Heeeeeeey Friends!
Miss me?
I missed you.
I was *way* out of comission for the last week. I have had an insane work schedule....like, I'm talkin bout leaving my house at 6am and not walking in the door again until 9pm. Crazy Train. Needless to say, I was thrilled to have yesterday and Monday off for a much-needed rest.
And now we're back to the same ole same ole day-to-day stuff.
It has been brought to my attention that I have not updated much on the Weight Watchers front. Reason being that now I'm technically on maintenance and let's face it, it's just not exciting. Not exciting, that it, until your girl GAINS 3.5 pounds in seven quick days.
Yes.
You heard me. 3.5 pounds.
After the triathlon, I 'took some time off' but it wasn't like I was sitting around eating cup cakes and chili cheese fries every day. Okay maybe one day but not EVERY day. Not enough to warrent almost a 4-pound weight gain.
But after sweatin' it out all weekend at work, I weighed in this morning and lost that 3.5 pounds thank goodness! So it's all good. I just have to keep at it.
Which leads me to something (semi-) fun I've decided to do. I read The Fitnessista blog (for some reason I am having issues with my external links so here it is: fitnessista.com) and the author, Gina, is too cute.
She is a fitness trainer extrodonaire, and a raw food chef. I am neither, but I like her blog a lot. She is doing what she calls the "Summer Shape-Up," and it looks totally awesome.
She does a lot of yoga and stuff like that, which I don't really enjoy so I've decided to start my own.
Enter: Laura's Summer Firm-Up (you know, so as not to steal her name or anything)!
The Fitnessista does different stuff each week to reach maximum athleticness, but I am no expert so mine is much simpler. Just something I'm trying in order to....you guessed it...firm up for summer!
So here we go...
Specifics:
Bike: 15-20 miles
Medium Run: 5-6 miles
Swim: swim one hour
Long Run: over 6 miles :)
Everyday: JILLIAN's 30-Day Shred with 5-lb weights
Day-by-Day Plan
Day 1: REST
Day 2: Bike
Day 3: Medium Run
Day 4: Sprint Workout on Treadmill
Day 5: Swim
Day 6: REST
Day 7: Long Run
(sidenote: Day 1 for me is Sunday because I like to take a day of rest on Sunday)

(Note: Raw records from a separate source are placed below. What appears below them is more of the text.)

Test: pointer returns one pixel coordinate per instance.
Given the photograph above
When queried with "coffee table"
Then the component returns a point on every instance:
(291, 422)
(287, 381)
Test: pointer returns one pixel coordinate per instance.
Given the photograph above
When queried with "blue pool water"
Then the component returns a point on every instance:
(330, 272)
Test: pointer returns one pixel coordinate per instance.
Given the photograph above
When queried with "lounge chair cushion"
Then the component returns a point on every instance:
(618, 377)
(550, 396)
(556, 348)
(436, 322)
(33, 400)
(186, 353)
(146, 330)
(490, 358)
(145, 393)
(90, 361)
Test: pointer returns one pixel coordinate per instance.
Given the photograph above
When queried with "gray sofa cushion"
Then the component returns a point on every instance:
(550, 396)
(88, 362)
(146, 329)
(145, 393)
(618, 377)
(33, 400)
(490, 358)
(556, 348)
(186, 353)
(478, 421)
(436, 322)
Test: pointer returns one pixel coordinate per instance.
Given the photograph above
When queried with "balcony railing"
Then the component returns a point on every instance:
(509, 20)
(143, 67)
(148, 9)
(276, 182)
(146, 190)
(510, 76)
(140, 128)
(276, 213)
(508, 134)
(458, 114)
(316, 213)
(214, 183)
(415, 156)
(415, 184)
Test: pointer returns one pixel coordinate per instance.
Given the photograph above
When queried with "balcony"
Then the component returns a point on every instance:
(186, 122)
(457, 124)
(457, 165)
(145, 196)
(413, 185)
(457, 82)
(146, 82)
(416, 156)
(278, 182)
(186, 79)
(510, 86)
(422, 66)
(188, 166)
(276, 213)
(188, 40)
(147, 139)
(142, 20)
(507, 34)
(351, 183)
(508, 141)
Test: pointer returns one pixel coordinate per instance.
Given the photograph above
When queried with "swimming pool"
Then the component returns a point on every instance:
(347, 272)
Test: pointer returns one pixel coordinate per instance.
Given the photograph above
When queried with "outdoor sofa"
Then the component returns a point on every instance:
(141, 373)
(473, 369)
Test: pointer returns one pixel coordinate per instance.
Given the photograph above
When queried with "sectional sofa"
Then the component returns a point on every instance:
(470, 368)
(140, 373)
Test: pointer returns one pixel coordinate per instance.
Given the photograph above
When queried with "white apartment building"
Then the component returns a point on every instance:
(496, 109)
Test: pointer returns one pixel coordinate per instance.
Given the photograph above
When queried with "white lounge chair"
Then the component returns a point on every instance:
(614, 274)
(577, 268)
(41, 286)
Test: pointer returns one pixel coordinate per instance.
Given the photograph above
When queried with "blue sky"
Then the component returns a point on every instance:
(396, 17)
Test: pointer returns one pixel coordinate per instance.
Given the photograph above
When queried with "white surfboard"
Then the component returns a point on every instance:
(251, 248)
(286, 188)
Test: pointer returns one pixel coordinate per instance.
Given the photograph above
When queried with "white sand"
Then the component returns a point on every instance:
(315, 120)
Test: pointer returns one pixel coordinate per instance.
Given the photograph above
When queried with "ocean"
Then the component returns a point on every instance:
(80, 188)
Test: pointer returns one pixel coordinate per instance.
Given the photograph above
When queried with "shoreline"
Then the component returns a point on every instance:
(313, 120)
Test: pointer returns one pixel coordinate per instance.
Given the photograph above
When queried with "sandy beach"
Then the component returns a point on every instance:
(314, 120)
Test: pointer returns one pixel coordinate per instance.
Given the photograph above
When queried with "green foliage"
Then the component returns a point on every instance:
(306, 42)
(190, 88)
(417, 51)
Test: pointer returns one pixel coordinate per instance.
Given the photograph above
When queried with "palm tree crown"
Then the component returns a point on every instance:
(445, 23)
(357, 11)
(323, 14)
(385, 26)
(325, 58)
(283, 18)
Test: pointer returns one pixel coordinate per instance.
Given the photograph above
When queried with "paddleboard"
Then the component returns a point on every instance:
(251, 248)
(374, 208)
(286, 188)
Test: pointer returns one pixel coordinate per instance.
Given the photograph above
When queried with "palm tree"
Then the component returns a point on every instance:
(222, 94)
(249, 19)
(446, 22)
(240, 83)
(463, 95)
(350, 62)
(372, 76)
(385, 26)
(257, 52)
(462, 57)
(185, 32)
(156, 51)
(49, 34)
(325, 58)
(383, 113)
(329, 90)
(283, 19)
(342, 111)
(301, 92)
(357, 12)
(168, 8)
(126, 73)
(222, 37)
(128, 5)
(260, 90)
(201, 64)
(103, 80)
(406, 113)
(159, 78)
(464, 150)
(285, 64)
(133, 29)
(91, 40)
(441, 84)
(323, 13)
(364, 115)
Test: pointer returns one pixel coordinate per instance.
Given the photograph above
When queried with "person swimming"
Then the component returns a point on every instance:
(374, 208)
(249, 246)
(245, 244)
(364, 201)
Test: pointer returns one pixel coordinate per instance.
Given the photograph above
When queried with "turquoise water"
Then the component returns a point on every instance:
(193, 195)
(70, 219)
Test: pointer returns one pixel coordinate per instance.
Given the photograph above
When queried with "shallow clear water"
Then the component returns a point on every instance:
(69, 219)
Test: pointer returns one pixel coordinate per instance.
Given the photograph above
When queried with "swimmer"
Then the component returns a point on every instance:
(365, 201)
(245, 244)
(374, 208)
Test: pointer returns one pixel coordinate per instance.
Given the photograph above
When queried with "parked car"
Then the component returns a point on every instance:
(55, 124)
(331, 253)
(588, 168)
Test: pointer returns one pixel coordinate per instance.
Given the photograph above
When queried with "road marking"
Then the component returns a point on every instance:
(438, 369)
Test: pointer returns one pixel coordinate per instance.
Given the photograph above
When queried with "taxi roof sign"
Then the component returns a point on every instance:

So whatcha think about that Jillian every. single. day? Boo-Ya!
Pretty hard-core, huh? I thought so.
I've mentioned before that I really want to firm up and get nice and toned since I've lost a good amount of fat. Shredding it with Jillian should be a good way to get that taken care of. Hopefully. I'll let you know. :)
We are on....wait for it....DAY TWO of Jillian so of course I'm feeling like a bad ass. We'll see how long that lasts.
What are YOU doing this summer to get ready for that new bikini?